Tibet’in geleceği ile Çin Komünist Partisi arasındaki mücadelede bir dönüm noktası oluşturan 14. Dalai Lama, ölümünden sonra bir halefinin olacağını duyurdu. Bu gelenek, yüzyıllardır süregelen bir uygulama olarak dikkat çekiyor. Dalai Lama, Hindistan’ın Dharamshala kentinde, Tibetli ve Tibet Budistleri tarafından gelen talepleri dikkate alarak bu açıklamayı yaptı.
“Dalai Lama kurumu devam edecektir,” diyen Dalai Lama, bu süreçte Gaden Phodrang Trust’ın, gelecekteki reenkarnasyonu tanıma yetkisine sahip olduğunu vurguladı. Bu durum, Tibet özerkliğine yönelik mücadelenin, hem sürgündeki Tibet liderleri hem de Çin hükümeti arasında yoğunlaşacağı anlamına geliyor.

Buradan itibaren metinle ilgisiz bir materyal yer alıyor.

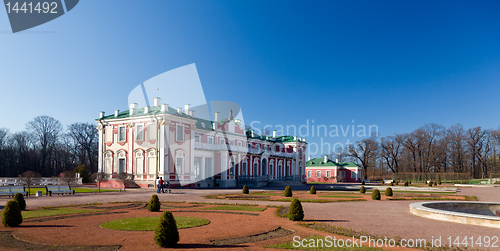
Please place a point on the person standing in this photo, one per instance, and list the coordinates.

Çin Dışişleri Bakanlığı, Dalai Lama’nın reenkarnasyonunun Çin yasalarına uygun olması gerektiğini belirtti. Dalai Lama, halefinin “özgür dünyada” doğacağını ifade ederek, Beijing tarafından seçilen herhangi bir adayı reddetmeleri için takipçilerini teşvik etti.

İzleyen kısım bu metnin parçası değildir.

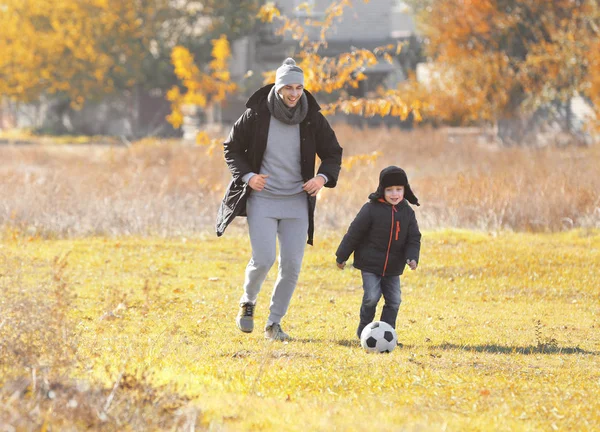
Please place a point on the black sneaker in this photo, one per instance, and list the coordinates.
(245, 318)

Tibetli Budist liderler, Çinin reenkarnasyon konusunu siyasi çıkarları için kullandığını kınayarak, bu durumu kabul etmeyeceklerini açıkladılar. Dalai Lama, “Çinli Komünistlerin, dini reddeden bir anlayışla, reenkarnasyon sistemine müdahale etmesi tamamen yanlıştır,” dedi.
Dalai Lama’nın halefinin kim olacağı ve bu süreçte neler yaşanacağı, Tibet’in geleceği açısından büyük bir öneme sahip olacak. Bu durum, Tibet’in bağımsızlık ve kültürel kimliğini koruma çabalarını daha da kritik hale getiriyor.